Vorig war nur kurz gestürzt, mit seinem Mantel hing er an einer kleineren Felsspitze und schien bewusstlos zu sein. So wie es aussah, hatte er sich ein paar Knochen bei dem Sturz gebrochen, aber Leith war sich sicher, dass es diesem Mistkerl recht geschehen war.
Die Nachricht, dass Leith die Gabe besaß sprach sich recht schnell herum und es erfreute Tuirean und Ginessa, dass ihr Jüngster nun endlich in der Lage war seine Kräfte richtig einzusetzen. Dennoch gab es vieles, was Leith schwer auf sein Gemüt schlug.

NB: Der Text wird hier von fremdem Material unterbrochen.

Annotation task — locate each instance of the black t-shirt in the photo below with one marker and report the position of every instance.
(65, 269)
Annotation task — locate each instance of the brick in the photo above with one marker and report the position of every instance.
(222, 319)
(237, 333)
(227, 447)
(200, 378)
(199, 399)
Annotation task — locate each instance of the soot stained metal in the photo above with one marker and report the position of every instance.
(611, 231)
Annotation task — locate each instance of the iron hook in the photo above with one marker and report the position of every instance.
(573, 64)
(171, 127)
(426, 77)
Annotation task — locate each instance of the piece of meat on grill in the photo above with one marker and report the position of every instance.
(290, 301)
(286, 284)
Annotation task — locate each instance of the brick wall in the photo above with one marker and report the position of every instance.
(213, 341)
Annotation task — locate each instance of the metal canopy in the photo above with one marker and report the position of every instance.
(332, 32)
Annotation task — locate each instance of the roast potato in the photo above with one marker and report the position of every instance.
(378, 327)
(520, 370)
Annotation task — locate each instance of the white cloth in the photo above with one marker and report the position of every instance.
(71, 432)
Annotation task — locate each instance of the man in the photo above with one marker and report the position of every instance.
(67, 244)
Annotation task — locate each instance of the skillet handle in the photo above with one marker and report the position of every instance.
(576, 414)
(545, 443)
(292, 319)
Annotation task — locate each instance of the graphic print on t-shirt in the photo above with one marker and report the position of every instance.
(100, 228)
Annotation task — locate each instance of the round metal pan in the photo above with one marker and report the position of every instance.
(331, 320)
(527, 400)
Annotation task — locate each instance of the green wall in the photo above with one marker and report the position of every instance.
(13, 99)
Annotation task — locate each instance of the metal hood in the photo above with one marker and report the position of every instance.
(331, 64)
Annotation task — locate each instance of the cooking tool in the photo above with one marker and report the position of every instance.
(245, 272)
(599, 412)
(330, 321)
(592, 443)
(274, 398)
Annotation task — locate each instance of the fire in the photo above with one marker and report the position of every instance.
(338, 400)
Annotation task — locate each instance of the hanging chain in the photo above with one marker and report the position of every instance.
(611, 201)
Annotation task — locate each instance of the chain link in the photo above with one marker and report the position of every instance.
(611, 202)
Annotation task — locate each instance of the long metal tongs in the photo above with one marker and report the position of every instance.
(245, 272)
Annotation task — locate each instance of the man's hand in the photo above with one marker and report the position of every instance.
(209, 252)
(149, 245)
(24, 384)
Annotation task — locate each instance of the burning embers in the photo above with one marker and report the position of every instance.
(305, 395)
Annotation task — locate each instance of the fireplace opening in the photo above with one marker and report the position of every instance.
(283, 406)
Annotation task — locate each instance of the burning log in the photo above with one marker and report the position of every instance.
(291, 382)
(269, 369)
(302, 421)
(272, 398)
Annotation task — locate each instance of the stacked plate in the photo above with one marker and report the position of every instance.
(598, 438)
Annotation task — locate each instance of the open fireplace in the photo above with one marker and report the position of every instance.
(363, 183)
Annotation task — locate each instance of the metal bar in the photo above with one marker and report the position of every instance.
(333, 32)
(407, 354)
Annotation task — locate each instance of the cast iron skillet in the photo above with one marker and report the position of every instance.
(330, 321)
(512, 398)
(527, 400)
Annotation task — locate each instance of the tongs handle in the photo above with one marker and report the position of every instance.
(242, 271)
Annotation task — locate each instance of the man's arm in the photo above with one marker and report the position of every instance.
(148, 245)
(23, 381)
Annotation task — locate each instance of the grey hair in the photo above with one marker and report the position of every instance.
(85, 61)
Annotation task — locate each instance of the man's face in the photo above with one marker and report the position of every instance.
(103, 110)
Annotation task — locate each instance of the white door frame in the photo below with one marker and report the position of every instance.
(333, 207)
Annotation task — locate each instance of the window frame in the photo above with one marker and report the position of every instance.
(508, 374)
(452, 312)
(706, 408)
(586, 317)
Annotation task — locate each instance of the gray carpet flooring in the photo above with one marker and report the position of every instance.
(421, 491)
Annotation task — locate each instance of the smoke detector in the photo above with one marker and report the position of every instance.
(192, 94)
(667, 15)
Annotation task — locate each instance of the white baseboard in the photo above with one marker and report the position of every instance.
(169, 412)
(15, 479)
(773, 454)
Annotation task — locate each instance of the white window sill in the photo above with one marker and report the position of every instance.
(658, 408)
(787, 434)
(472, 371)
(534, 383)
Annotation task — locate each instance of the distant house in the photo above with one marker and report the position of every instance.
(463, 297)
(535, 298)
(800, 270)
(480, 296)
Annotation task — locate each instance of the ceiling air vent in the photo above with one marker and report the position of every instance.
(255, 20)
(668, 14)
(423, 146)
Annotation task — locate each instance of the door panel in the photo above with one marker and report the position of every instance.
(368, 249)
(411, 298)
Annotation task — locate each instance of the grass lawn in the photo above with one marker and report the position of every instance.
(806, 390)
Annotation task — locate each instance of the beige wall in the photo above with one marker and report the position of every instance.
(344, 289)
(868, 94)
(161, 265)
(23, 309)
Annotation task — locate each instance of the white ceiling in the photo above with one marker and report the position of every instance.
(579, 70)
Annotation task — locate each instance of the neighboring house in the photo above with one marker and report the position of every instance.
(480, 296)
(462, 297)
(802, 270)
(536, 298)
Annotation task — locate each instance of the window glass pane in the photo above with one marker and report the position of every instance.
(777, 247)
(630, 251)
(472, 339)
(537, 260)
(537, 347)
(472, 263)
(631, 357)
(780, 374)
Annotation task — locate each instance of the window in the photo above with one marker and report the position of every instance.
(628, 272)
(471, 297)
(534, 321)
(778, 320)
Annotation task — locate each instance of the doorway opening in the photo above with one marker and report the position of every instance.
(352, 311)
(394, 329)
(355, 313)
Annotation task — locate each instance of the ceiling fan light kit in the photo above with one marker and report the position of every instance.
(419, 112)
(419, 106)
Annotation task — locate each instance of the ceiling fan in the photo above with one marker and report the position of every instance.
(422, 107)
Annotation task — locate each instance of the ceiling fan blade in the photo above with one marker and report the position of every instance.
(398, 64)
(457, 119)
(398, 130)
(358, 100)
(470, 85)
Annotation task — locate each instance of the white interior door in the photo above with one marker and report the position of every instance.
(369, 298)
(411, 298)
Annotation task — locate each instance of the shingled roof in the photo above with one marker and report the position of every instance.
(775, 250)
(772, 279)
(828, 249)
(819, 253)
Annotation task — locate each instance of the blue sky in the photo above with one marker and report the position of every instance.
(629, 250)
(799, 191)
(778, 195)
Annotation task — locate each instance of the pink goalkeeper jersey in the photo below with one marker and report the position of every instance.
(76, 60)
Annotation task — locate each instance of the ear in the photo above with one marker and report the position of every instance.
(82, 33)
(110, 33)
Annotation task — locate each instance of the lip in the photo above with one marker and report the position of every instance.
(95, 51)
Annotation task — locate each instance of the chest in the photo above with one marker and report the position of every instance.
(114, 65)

Aus irgendeinem unerfindlichen Grund dachten die Madders, dass Leith, gegenüber seinen, Garns und Malons eigenen Erklärungsversuchen, Malons Kleid so schrecklich zugerichtet hatte und befahlen ihm daher, auch entgegen Malons Flehen, dass Leith sich von dem Hause Madders fernzuhalten habe. Vorig hatte sich nur den linken Arm gebrochen, wurde aber im örtlichen Lazarett wieder gesund gepflegt. Man sah ihn seit seiner Entlassung nie wieder in der Nähe der Schule oder der Madders, geschweige denn in der Nähe von Leith.

Dies alles lag vielleicht auch daran, dass Tuirean, um die ganze Geschichte geheim zu halten, der Schule damit drohte, seine „großzügigen Münzenspendungen“ zurückzuhalten, falls jemand das, was wirklich passiert war, auch nur mit einem Wort erwähnen sollte.

Nach einigen Wochen der Vorbereitung beschloss Leith so wie seine Brüder, natürlich auch auf das Bitten seiner Eltern, die Magierakademie zu Tirell aufzusuchen, um sich dort in der Benutzung seiner Gabe unterrichten zu lassen. Jetzt, da ihn nichts mehr auf dieser Insel hielt, setzte er, mit einem letzten Abschiedsgruß für eine lange Zeit, seinen Fuß an Bord des Schiffes, welches ihn in den Hafen von Bajard tragen sollte.